Three Years into Putin’s War, Income Gaps among and within Russia’s Federal Subjects have Increased; and Residents are Starting to Take Notice, Shapiro Says

Paul Goble

            Staunton, Aug. 13 – Since Vladimir Putin began his expanded war in Ukraine, gaps in income levels as well as alcohol consumption and serious crime both among and within Russia’s federal subjects have increased, and residents are starting to take notice, according to Berta Shapiro who writes on economic issues for The Insider portal.

            The Kremlin, which has neither the resources nor the will to address these growing divides, has worked hard to conceal them by blocking the release of data about them; but in an impressive display of what still can be gleaned from various sources, the Insider commentator provides data for some devastating conclusions (theins.ru/ekonomika/282391).

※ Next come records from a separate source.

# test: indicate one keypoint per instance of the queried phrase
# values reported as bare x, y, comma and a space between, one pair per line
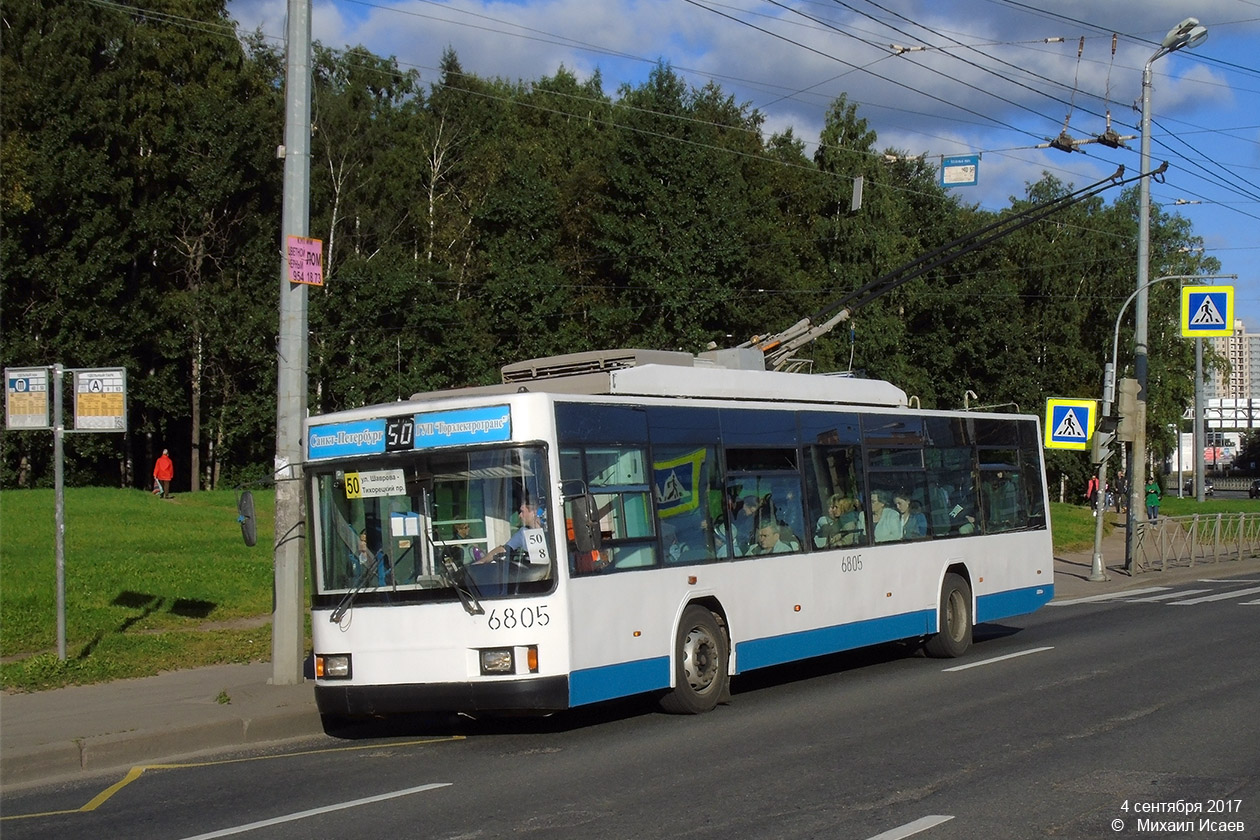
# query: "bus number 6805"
510, 617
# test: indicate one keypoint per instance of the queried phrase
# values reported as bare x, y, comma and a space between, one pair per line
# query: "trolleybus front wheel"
954, 634
701, 659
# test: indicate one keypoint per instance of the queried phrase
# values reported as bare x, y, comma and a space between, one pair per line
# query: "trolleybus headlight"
334, 666
498, 661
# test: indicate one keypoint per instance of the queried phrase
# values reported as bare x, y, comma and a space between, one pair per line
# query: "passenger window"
765, 514
833, 477
688, 494
618, 479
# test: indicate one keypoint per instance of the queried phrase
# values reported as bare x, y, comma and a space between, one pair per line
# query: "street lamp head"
1187, 33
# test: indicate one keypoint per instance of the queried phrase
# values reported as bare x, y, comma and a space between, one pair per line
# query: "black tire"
955, 620
702, 656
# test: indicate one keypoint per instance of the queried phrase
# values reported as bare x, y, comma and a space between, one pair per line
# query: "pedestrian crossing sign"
1070, 423
1207, 311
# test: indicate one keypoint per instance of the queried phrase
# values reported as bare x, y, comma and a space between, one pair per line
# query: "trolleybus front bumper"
541, 694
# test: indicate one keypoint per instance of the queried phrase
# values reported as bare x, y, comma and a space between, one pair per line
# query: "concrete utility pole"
1187, 33
287, 637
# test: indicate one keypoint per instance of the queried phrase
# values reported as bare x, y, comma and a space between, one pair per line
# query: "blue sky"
955, 77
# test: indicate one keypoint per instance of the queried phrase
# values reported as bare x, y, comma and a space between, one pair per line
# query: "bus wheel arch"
955, 617
701, 660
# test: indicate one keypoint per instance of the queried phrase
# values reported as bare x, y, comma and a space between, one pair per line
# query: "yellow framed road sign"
1207, 311
1070, 423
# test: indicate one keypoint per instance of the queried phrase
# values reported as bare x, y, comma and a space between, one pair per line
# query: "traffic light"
1132, 412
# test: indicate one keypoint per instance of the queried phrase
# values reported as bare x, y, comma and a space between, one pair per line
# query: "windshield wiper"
360, 583
458, 577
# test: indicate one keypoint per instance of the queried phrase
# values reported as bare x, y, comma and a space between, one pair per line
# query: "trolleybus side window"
618, 479
764, 491
836, 508
687, 486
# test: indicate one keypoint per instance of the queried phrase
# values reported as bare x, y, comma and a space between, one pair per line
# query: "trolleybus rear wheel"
701, 661
955, 620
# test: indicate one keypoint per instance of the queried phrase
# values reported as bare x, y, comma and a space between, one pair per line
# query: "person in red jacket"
164, 470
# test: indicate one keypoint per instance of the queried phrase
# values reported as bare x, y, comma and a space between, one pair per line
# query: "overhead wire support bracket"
779, 346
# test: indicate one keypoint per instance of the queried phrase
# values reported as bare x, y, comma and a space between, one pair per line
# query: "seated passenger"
531, 518
769, 540
887, 522
841, 525
914, 524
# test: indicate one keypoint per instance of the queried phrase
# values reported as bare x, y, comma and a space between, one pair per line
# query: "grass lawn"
155, 586
150, 584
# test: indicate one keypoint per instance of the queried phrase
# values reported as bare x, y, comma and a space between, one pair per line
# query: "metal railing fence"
1195, 540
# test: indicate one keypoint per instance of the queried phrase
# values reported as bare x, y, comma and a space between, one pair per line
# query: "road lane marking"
1110, 596
326, 809
996, 659
1166, 596
1219, 596
910, 829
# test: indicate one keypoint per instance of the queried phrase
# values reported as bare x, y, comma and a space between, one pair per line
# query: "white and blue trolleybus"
624, 523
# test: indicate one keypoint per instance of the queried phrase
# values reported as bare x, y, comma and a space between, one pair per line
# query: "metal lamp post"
1187, 33
1098, 571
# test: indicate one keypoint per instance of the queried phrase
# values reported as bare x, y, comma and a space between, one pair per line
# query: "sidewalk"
67, 733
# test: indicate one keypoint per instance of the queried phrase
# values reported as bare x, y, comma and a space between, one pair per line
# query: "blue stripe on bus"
1012, 602
776, 650
607, 681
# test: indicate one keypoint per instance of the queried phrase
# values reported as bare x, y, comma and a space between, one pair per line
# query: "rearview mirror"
245, 515
586, 523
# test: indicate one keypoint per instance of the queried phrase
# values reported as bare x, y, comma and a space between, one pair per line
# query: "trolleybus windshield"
417, 527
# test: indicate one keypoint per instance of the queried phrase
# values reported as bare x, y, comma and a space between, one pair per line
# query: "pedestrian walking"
1153, 496
164, 472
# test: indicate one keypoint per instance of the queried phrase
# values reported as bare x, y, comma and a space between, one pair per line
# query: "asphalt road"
1095, 719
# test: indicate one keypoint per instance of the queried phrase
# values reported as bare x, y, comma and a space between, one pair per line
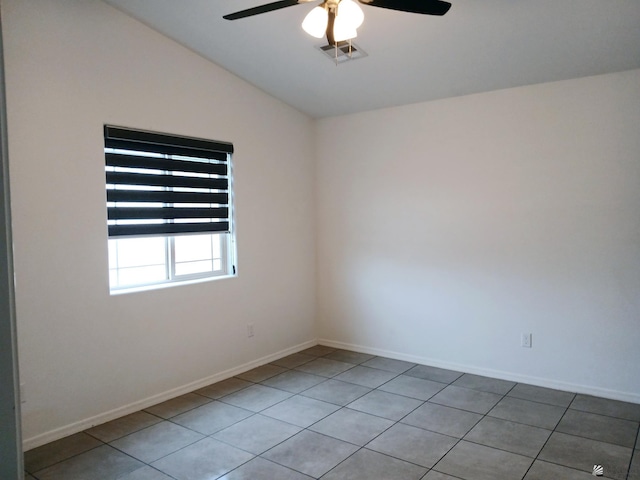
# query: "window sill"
158, 286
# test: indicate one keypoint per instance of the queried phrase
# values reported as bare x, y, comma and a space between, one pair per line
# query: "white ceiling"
479, 46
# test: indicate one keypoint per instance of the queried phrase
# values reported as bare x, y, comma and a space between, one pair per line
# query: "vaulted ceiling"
478, 46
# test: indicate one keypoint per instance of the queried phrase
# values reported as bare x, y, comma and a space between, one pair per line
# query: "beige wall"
71, 67
447, 229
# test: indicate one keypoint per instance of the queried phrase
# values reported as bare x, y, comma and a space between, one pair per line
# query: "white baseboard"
101, 418
487, 372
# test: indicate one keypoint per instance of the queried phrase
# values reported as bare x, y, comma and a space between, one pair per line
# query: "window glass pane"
142, 275
113, 278
138, 252
193, 247
190, 268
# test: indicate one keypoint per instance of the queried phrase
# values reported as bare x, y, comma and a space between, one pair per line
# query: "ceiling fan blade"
269, 7
427, 7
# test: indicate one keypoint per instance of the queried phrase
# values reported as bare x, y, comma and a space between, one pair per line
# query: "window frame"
227, 242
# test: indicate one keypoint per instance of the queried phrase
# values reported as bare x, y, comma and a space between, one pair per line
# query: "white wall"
446, 229
73, 66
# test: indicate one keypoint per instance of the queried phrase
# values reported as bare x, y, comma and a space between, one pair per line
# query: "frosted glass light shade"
351, 12
315, 23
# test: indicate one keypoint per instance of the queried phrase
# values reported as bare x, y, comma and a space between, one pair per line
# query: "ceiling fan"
339, 19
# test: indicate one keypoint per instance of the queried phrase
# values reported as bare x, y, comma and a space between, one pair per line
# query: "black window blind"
159, 184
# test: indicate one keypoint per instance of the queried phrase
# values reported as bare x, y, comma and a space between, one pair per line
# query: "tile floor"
336, 414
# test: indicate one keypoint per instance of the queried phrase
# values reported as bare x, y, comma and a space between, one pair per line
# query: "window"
170, 209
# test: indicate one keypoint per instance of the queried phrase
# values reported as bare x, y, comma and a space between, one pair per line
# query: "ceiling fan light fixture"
315, 23
342, 30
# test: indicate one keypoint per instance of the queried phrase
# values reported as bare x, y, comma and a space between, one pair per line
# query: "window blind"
159, 184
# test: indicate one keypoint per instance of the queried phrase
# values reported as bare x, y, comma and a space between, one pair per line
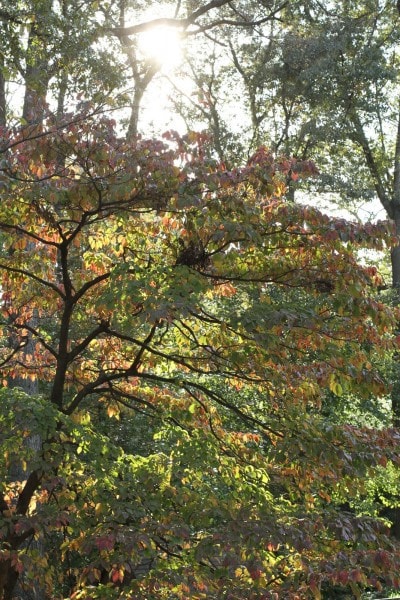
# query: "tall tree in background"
155, 284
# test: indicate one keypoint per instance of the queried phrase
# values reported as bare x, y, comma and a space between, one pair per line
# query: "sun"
162, 45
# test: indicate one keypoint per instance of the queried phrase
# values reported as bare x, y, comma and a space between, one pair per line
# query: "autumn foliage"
184, 324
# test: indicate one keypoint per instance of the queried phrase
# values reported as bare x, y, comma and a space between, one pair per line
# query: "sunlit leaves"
185, 324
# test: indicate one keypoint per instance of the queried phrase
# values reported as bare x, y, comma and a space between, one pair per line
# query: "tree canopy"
177, 334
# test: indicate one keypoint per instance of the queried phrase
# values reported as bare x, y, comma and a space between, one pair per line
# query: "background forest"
200, 280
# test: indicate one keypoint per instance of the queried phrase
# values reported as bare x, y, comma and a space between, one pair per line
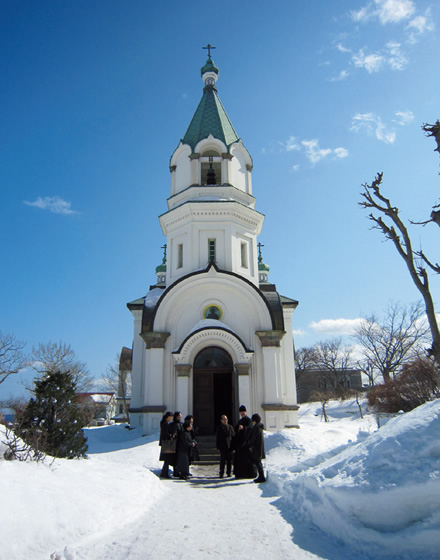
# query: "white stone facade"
212, 338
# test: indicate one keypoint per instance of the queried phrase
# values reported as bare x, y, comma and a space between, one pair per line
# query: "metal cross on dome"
209, 47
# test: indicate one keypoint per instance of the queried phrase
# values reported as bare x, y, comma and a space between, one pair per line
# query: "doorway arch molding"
203, 338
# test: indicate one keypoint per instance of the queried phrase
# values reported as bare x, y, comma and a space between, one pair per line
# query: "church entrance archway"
213, 388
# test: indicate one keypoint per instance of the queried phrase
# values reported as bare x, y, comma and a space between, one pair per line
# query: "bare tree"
59, 357
334, 359
391, 225
118, 378
389, 344
12, 359
305, 357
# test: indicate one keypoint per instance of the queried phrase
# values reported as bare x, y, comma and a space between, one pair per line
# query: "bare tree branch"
58, 356
398, 234
12, 359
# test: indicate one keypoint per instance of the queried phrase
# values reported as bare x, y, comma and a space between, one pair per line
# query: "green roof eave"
210, 118
288, 302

            According to the data Shapiro provides, “three years of war have increased the gap between well-off and lagging regions” in terms of income and access and that in turn has increased differences between serious crime and alcohol consumption.” Regions connected with defense industries have changed positions in the ranking but the overall pattern holds.

            Indeed, she says, “differences in the level of incomes remain significant: average pay in the leading regions exceeds by an order of magnitude or more incomes in the poorer regions,” a pattern that is reproduced within federal subjects between the capitals, on the one hand, and smaller cities and rural areas, on the other.

            These economic differences lead to economic problems like “unemployment, poverty, inequality and instability” and those in turn contribute to a growth in the consumption of alcohol and serious criminality along the same lines. And in contrast to earlier times, Russians are beginning to notice and express their anger about it, Shapiro says.

            In order to reduce these differences and the anger they are generating, the commentator continues, the Russian government during wartime does not have “either the money or the political will” to address. As a result, both the differences and popular anger are likely to continue to intensify.